As I stood on the balcony of the mosque’s minaret with 360° views of the city of Mostar, everything began to fall into place. The crystal clear emerald green river that flowed through the middle of the old town, beneath the iconic bridge, vividly reflected back to me the peace and freedom I felt within my mind.
My joy was so much greater because I saw that I’d created this moment for myself, and there would be countless more to come. I’ve experienced being in paradise before, but unable to fully connect with my surroundings, feeling heavy in my heart. At last I felt like I was committed enough to my dreams to overcome many of the difficulties I’d been struggling with recently.
Adventure had been my intention for this trip, and it had come in so many unexpected forms that were exactly what I had needed. In that moment I felt a sense of soaring freedom so much greater than I had ever expected. I gazed down at the magnificent view and reflected on the journey that had brought me to this point.
Last year I left the UK for Costa Rica imagining that I may travel indefinitely, working my way around the world. 5 weeks later, after being refused entry to Panama and missing my friends and family at Christmas time, I found myself on a flight back home. I couldn’t believe I was leaving this tropical haven for cold and gloomy Bristol in the winter!
But this was the beginning of a new phase for me of really trusting my heart over what appeared to be logical. The longing I had to spend Christmas with my friends and family was too strong to ignore.
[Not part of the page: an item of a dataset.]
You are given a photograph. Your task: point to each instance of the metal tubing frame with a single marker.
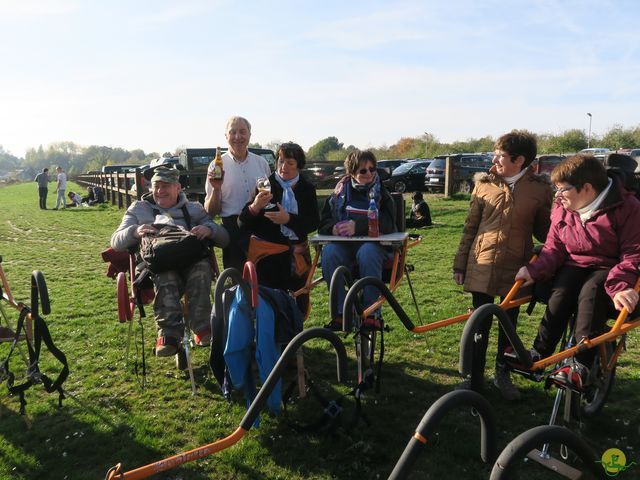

What was the point in creating a fabulous life for myself full of freedom and adventure, if this freedom excluded returning to the one place I wanted to be most in the entire world?
So I went home. Since then I have been gradually getting more and more in tune with my intuition. I have learned to be brave and trust myself, even when I feel like I ‘should’ be doing something different.
After several months of practising the art of living in this way, I could feel the difference it had made. I was traveling again, but this time everything was in perfect harmony. I had become much clearer with my intentions, and had developed the courage to follow through with them most of the time. I understood now that there would be challenges, but I could see the bigger picture and I knew it was always worth it.
I have spent most of this year housesitting back in Bristol, and taking shorter trips in between, instead of the long term travel I had planned. Everything has turned out so perfectly, despite the fact I have felt like I’m fumbling around in the dark. This has given me so much more faith in my ability to create anything I truly want.
It would be easy to settle into this lifestyle, but I’ve learned that it is essential to my happiness to take action based on my true desires, even if it doesn’t appear to fit in with my current reality. Freedom and connection with nature are things that I’ve been craving more and more of lately. When I’m traveling this seems to come much more naturally to me, and at the end of my recent Europe trip I felt this need more strongly than ever.
The simplicity of dipping into crystal clear water or spending an hour lying in the sun, even in the middle of town in Zadar, was so immensely fulfilling. Just as at the end of my Costa Rica trip I’d felt my soul pulling me home, in my heart I now felt called towards slow and simple long term travel.
After returning home early from Costa Rica, I had a lot of short action packed adventures which were exactly what I needed to build up my confidence. I tried to slow down and get work done on the road, but my desire to explore, along with time limitations, meant that I spent a lot of time rushing around seeing new exciting things. Working on my blog and Etsy shop inevitably took a back seat.
It was all so exhilarating, but the days I enjoyed the most were always when I stopped trying to do everything and just enjoyed soaking in the moment. With more time in each place I would be able to relax, work and explore. So, based on my deep heart felt desire, I am taking some very simple action to prioritize longer term travel in the future.
I am fully booked with housesitting in Bristol until February, but I have decided not to take any more bookings after that, for the time being. It feels a little scary, as I don’t know where I’ll be staying or how much money I will have by then, but it feels liberating to have made the decision. I also know that if I follow through with my intention and have faith, everything will work out for the best.
So although I have come full circle, back to my desire to explore the world indefinitely, I feel so much more balanced and at peace with myself. It honestly doesn’t matter where I am in the world, as long as I am following my heart.
The more I tune in to my deepest desires, set intentions, and take action accordingly, the more connected I feel to this beautiful world. I am at home right now, and even though I have plans to travel again in February, there is nowhere else I would rather be in this moment.
Finding our wonderland has absolutely nothing to do with our surroundings (although we may find we feel compelled to change these when we get in touch with what we really want), and absolutely everything to do with acting in alignment with what we love. This will change depending on what we need at the time. In my experience, the more we can listen to this and follow through with action even when we can’t see how everything fits together, the closer we will be to paradise no matter where we are in the world.
There has been a lot more to my ongoing journey towards inner peace than I have mentioned in this post, which is just a small piece of the puzzle. I aim to share the parts that I find inspiring in the hope it will touch you in some way. There are many struggles that are going on beneath the surface, and a lot of things that I have decided to keep private for now. Whatever battles you are facing, keep heading in the direction of hope. You are never alone.